Friday, July 26, 2024

Moscow has Charged 9,000 Russians with Extremist Crimes over Last Decade, Draft Anti-Extremism Strategy Document Says

Paul Goble

            Staunton, July 24 – The Russian interior ministry has posted online a draft project of a new Strategy for Countering Extremism. A replacement for the 2019 measure, the draft focuses on Ukraine, migrants, and foreign use of ethnic and religious groups to destabilize the Russian Federation.

            To a large extent, the new draft simply sums up what Putin officials have been saying over the last several years, but it does provide statistics that highlight just how sweeping Moscow’s counter-extremism program has become. (For a summary and discussion of the new draft, see sova-center.ru/misuse/news/lawmaking/2024/07/d50188/.)

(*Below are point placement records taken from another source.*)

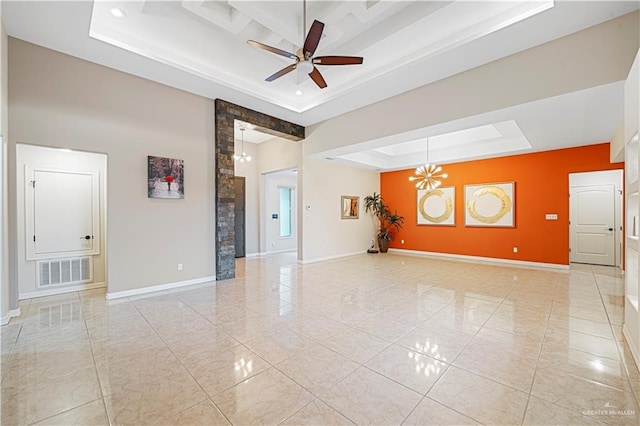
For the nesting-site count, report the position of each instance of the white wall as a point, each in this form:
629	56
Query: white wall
611	177
272	184
249	170
598	55
5	303
274	155
60	101
57	159
325	233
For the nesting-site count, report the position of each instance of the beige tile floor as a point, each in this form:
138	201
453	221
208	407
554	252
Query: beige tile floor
370	339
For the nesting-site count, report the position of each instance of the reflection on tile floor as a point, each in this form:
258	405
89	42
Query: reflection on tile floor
370	339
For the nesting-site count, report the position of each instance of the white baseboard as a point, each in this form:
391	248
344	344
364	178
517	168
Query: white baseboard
478	259
337	256
280	251
635	352
61	290
160	287
12	314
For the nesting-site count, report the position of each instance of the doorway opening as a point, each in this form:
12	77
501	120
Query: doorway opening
280	221
595	218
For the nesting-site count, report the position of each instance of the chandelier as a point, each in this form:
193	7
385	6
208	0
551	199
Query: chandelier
428	176
242	157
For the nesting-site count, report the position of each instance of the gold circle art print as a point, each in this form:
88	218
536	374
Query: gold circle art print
489	204
442	203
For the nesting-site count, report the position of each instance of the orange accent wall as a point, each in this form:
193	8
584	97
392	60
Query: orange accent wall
541	186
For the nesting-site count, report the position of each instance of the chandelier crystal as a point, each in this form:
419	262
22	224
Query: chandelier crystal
428	176
242	157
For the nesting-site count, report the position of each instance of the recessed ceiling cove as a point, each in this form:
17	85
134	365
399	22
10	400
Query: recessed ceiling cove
208	38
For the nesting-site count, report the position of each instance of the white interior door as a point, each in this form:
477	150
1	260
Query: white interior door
592	224
63	218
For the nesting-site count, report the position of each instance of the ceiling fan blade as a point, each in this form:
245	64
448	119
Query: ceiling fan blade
337	60
282	72
317	78
313	38
272	49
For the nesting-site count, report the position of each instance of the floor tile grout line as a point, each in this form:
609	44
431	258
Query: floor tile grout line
535	371
620	350
95	366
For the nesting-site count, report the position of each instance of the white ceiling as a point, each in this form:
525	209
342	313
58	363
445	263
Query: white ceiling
200	47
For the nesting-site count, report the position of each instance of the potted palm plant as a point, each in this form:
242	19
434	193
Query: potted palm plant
388	223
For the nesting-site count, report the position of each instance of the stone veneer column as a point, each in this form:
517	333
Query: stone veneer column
225	114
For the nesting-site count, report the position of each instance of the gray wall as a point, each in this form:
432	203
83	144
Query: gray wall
59	101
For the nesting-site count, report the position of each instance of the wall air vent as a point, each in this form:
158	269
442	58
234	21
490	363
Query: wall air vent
59	272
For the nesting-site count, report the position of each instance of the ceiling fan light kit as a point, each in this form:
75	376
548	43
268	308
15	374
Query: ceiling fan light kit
305	62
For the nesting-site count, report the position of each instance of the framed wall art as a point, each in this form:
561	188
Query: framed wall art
437	206
490	204
165	177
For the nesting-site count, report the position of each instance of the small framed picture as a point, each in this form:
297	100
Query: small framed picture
165	177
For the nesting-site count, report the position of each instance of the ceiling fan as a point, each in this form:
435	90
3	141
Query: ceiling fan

            Over the last ten years, the draft says, “Russian law enforcement organs” have identified and brought charges against Russians for extremist behavior. They have brought criminal charges against 9,000 people. (The difference between these two figures likely reflects the fact that some have been charged with more than one crime.)

            Moreover, SOVA says the document shows, Russian courts have banned more than 70 organizations and identified more than 170 foreign structures as “undesirable.” The authorities have also declared “more than 3,000” texts “extremist” and thus to be excluded from circulation in the Russian Federation.